When we were children, we were taught what was good and what was bad, and there was not much in between on this scale of black and white. If we keep judging ourselves and others with this primitive binary scale of zeros and ones, likes and dislikes, love and hatred, saint and evil, we’ll end up in a living hell. None of the important life questions can be resolved by applying the same answer to all people and situations. Same with the ego – it’s not all good or bad, there is much more to be learned about our egos.
The ego does not only show up when we do something terrible. We could be sensing it even if we just think something judgmental or express ourselves in a non-optimal manner. That’s not a peaceful existence, but is there a solution? Yes, there is.
In ZEN method for executive leaders training I took recently, it became so clear why the usual ways of dealing with negative feedback of ego do not work.
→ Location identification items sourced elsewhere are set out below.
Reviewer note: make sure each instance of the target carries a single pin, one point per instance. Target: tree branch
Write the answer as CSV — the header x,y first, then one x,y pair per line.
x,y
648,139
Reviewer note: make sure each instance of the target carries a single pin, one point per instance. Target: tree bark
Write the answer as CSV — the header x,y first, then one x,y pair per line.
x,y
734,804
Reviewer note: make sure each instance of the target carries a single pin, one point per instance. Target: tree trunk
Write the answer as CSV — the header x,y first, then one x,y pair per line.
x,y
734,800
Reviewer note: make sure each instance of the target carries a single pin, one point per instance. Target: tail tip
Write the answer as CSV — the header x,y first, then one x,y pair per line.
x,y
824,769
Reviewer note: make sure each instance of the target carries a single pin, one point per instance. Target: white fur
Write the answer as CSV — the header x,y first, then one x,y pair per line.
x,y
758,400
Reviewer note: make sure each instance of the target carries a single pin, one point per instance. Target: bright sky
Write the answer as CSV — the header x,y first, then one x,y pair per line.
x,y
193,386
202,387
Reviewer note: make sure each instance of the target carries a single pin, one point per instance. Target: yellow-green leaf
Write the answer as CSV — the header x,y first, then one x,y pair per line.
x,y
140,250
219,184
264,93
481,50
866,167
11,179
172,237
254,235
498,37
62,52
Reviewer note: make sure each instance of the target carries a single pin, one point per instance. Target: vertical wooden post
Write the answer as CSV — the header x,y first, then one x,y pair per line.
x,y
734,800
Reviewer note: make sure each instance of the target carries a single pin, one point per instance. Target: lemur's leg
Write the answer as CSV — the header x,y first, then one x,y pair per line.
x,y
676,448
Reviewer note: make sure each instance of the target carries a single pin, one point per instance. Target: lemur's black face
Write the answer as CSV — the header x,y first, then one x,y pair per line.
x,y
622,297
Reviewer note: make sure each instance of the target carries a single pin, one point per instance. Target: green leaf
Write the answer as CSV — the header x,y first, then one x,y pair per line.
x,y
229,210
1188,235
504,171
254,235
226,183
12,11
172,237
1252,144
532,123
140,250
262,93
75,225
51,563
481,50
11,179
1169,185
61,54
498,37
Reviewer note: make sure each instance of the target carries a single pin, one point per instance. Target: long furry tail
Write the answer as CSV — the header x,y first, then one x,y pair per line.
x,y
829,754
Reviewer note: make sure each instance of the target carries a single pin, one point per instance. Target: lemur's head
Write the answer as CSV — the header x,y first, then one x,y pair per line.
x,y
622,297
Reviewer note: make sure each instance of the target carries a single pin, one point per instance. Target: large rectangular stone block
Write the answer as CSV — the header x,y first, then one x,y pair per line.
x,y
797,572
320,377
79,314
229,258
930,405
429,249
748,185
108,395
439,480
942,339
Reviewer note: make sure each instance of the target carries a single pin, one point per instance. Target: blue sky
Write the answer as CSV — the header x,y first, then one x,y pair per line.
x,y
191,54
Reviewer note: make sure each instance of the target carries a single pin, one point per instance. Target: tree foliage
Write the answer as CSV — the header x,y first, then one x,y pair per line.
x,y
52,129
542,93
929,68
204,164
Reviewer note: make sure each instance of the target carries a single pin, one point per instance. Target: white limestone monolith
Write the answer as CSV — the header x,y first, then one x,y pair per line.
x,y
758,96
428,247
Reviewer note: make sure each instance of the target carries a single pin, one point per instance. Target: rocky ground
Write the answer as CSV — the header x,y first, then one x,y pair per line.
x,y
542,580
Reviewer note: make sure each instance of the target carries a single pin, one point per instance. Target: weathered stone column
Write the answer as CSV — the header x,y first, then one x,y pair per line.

Our teacher Johwa Choi explained why the type of meditation majority of people are practicing these days may be good for stress relief and relaxation, but not for someone seeking answers to who they truly are, someone seeking for authentic change beyond the physical and energy phenomena.
I won’t do justice to what we learned over two days of this one-of-a-kind intensive weekend training in this short blog, but I will say this. If we perceive our ego as enemy, we don’t get to know it well enough, and we can never become whole. It isn’t an option to live ego-less unless we die or become saints. Then our teacher advises us getting to know who we are intimately, including ego’s clever mechanisms of self-preservation. One of the fastest ways to see and experience this intricate relationship between thoughts, emotions, consciousness, the ego and the truest self is via a powerful method called ZEN method – Zero Enhanced Nothingness. I wish Gilbert Chesterton knew of this method when he wrote: “One may understand the cosmos, but never the ego; the self is more distant than any star.”
Through meditation one can and should develop a better sense of who he or she is. Gradually the screen lightens up with a wider spectrum of colors – different hues and shades of ego and truest self are coming to life. These colors may be dark and depressing at times, but switching to a brighter scale becomes easier and faster with practice. To me this is where true freedom can be found – a place of brilliant brightness with the ego playing under its embracing rays.